A intransigência dos banqueiros, que insistem em não reabrir o diálogo e apresentar uma proposta decente para a categoria, levou os bancários a entrarem nesta segunda-feira, 10 de outubro, na terceira semana em greve por tempo indeterminado.

O movimento se mantem forte em todo o país e na base de BH e região. Na última sexta-feira, 7 de outubro, a greve atingiu 86% de agências e centros administrativos de bancos públicos e privados na Capital e do interior do estado. Dados da Contraf-CUT dão conta de que nacionalmente a greve também se ampliou e atingiu 8.951 agências e centros administrativos de bancos públicos e privados paralisados em 26 estados e Distrito Federal.

Em assembleia realizada na última sexta-feira,  7 de outubro, às 15h, em frente a agência Século da CAIXA, rua Carijós, 218, esquina com rua Espírito Santo, os bancários deliberaram pela continuidade da greve por tempo indeterminado. Na sexta-feira, os bancários realizaram o Dia do Vermelho para demonstrar a indignação da categoria contra o silêncio dos banqueiros que se recusam a reabrir o diálogo e retomar as negociações. Após a assembleia, os bancários saíram em passeata pelas principais ruas do centro da Capital para denunciar a irresponsabilidade e o descaso dos bancos em relação às reivindicações da categoria.

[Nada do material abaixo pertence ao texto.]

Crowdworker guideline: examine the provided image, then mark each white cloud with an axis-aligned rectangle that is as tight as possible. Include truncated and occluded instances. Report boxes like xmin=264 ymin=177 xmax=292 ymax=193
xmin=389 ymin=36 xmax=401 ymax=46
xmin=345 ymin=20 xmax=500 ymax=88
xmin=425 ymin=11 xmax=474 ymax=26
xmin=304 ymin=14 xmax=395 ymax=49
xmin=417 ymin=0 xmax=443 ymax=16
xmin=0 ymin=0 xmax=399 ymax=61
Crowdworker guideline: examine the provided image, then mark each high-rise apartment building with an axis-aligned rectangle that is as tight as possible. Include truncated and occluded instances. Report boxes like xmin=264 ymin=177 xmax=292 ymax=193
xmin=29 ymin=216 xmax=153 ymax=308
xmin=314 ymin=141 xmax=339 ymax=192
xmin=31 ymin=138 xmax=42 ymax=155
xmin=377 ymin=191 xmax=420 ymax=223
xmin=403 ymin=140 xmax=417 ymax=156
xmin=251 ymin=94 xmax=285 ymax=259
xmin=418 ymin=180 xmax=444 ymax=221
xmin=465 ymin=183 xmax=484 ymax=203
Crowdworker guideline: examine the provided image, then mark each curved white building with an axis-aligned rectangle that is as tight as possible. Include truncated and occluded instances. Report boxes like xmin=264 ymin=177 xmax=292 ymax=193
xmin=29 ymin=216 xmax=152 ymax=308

Nesta segunda-feira, dia 10 de outubro, às 18 horas, os bancários realizam nova assembleia na sede do Sindicato, na rua Tamoios, 611 ? Centro, para discussão sobre os rumos do movimento.

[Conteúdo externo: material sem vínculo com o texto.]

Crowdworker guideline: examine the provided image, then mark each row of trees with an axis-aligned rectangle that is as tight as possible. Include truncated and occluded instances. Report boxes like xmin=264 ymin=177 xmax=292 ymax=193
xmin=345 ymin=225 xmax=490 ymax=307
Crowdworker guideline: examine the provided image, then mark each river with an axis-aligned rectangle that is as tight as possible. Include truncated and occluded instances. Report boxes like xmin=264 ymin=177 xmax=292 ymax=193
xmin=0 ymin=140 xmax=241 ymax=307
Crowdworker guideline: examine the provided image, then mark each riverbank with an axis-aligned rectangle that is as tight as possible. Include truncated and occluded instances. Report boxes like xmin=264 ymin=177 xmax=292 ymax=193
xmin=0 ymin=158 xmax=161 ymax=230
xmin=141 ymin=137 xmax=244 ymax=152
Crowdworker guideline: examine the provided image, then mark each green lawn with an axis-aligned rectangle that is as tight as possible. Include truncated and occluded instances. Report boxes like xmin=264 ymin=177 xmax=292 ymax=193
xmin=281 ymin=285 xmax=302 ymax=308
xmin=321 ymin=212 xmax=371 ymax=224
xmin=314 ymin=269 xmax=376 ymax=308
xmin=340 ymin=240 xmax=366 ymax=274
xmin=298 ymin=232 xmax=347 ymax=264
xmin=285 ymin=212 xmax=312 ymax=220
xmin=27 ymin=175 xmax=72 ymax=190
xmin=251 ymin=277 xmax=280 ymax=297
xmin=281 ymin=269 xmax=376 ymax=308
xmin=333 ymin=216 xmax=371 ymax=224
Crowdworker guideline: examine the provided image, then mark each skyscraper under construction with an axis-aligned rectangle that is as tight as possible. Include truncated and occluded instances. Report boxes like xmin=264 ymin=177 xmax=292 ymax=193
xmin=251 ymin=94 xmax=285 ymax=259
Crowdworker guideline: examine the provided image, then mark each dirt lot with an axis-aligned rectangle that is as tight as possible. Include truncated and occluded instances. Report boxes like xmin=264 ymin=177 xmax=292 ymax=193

Os bancários entraram em greve por tempo indeterminado após a quinta rodada de negociações com a Fenaban, ocorrida dia 23 de setembro, em São Paulo. Os trabalhadores rejeitaram a proposta de reajuste de 8% sobre os salários. Os bancários reivindicam reajuste de 12,8% (5% de aumento real), valorização do piso, maior Participação nos Lucros e Resultados (PLR), mais contratações, fim da rotatividade, melhoria do atendimento aos clientes, fim das metas abusivas e do assédio moral, mais segurança e igualdade de oportunidades.

Para o presidente do Sindicato, Cardoso, o descaso dos bancos para com as reivindicações da categoria foi o que levou os bancários a entrarem na terceira semana de greve. “É um absurdo a irresponsabilidade dos bancos que se recusam a abrir o diálogo com os representantes da categoria e apresentar uma proposta digna que contemple as nossas reivindicações. Se os banqueiros estão apostando no enfraquecimento da greve nesta semana, vão quebrar a cara, porque a mobilização continua forte na Capital e no interior do estado. Vamos fortalecer ainda mais a nossa greve para pressionar os bancos a retomarem as negociações”, ressaltou.

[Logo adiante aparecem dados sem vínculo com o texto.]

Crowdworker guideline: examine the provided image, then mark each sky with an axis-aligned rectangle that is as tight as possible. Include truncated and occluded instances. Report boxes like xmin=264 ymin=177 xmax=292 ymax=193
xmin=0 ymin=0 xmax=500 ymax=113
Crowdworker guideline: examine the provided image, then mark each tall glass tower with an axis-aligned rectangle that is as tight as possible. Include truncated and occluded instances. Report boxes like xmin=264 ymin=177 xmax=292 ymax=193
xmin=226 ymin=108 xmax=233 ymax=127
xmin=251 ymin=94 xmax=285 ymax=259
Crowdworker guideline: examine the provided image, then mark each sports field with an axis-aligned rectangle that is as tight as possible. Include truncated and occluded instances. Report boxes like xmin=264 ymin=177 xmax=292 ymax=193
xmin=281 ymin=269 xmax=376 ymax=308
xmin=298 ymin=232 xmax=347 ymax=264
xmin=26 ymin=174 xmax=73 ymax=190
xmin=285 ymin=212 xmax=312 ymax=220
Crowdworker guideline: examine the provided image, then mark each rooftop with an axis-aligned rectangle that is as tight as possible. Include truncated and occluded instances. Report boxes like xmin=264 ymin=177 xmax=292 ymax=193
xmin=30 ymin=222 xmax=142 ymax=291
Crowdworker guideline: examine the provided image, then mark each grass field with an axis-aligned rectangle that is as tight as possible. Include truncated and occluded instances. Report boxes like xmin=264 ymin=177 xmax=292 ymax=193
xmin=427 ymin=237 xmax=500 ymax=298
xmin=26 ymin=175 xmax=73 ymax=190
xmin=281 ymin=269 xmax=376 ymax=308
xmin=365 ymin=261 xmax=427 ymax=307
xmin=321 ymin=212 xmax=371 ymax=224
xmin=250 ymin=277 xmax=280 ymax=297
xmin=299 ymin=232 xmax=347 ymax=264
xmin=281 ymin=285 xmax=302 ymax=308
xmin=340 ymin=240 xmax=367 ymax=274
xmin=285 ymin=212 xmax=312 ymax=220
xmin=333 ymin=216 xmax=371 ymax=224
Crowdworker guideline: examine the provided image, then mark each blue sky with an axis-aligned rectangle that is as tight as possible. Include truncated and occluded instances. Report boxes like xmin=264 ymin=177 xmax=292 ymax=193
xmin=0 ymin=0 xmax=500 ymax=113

Impasse na greve dos Correios

Segundo notícia veiculada no site da Contraf- CUT, nesta sexta-feira, 7 de outubro, por falta de acordo entre a direção dos Correios e os representantes dos trabalhadores, a decisão sobre a greve da categoria deve ir a dissídio coletivo pelo Tribunal Superior do Trabalho (TST) na próxima terça-feira (11). Se não houver uma nova negociação até lá, a questão será analisada pelo ministro Maurício Godinho Delgado, da Seção Especializada em Dissídios Coletivos (SDC).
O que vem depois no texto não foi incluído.